Does it work at all?

It is very easy to build a voice and get it to say a few phrases and think that the job is done. As you build the voice it is worth testing each part as you built it to ensure it basically performs as expected. But once its all together more general tests are needed. Before you submit it to any formal tests that you will use for benchmarking and grading progrees in the voice, more basic tests should be carried out.

In fact it is stating such initial tests more concretely. Every we have ever built has always had a number mistakes in it that can be trivially fixed. Such as the mfccs were not generated after fixing the pitchmarks. Therefore you syould go through each stage of the build procedure and ensure it really did do what you though it should do, especially if you are totally convinced that section worked perfectly.

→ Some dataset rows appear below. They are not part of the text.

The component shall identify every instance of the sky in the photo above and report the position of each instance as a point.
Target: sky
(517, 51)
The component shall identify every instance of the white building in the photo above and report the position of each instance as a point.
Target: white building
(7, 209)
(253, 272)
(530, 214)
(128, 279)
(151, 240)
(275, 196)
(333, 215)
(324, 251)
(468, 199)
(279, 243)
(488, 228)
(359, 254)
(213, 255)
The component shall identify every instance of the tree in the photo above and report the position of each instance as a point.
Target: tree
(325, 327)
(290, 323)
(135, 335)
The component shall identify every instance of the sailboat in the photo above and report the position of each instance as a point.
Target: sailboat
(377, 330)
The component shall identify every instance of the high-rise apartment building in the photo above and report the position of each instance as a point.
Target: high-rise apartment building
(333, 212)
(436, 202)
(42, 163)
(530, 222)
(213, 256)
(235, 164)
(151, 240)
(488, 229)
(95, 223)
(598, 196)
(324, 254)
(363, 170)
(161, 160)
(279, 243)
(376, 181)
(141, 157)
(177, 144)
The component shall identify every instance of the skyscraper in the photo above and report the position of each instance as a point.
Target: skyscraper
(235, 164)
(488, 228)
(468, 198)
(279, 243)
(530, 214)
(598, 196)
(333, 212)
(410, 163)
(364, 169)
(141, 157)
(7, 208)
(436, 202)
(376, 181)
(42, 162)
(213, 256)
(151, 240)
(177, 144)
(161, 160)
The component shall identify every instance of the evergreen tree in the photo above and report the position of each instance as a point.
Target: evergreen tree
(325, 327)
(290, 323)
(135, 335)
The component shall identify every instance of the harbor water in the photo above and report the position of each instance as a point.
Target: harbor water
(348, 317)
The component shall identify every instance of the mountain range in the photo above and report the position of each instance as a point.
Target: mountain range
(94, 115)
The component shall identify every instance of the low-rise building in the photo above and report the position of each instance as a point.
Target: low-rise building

Try to find around 100-500 sentences to play through it. It is amazing home many general problems are thrown up when you extend your test set. The next stage is to play so real text. That may be news text from the web, output from your speech translation system, or some email. Initially it is worth just synthesizing the whole set without even listening to it. Problems in analysis and missing diphones etc may be shown up just in the processing of the text. Then you want to listen to the output and identify problems. This make take some amount of investigation. What you want to do is identify where the problem is, is it bad tex analysis, bad lexical entry, a prosody problem, or a waveform synthesis problem. You may need to synthesizes parts of the text in isolation (e.g. using the Festival function SayText and look at the structure of the utterance generated, e.g. using the function utt.features. For example to see what words have been identified from the text analysis

(utt.features utt1 'Word '(name))

Or to see the phones generated

(utt.features utt1 'Segment '(name))

Thus you can view selected parts of an utterance and find out if it is being created as you intended. For some things a graphical display of the utterance may help.

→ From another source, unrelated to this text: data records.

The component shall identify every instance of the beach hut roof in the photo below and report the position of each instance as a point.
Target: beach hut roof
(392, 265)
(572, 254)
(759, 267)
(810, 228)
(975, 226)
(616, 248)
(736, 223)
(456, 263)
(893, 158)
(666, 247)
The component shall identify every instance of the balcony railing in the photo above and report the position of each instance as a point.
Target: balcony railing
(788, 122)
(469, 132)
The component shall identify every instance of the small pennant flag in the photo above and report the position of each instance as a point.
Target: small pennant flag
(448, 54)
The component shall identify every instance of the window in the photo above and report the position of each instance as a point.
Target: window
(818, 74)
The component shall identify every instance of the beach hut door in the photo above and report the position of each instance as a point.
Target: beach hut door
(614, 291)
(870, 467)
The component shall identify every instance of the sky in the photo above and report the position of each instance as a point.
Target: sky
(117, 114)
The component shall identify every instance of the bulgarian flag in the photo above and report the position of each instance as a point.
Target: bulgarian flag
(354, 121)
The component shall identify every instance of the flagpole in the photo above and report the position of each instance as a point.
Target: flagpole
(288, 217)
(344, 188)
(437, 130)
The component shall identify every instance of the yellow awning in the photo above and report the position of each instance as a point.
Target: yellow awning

Once you identify where the problem is you need to decide how to fix it (or if it is worth fixing). The problem may be a number of different places:

Before rushing out and getting one hundred people to listen to your new synthetic voice, it is worth doing significant internal testing and evaluation, informally to find errors and test them. Remember the purpose of evaluation in this case is to find errors and fix them. We are not, at least not at this stage, evaluating the voices on an abstract scale, where unseen test data, and blind testing is important.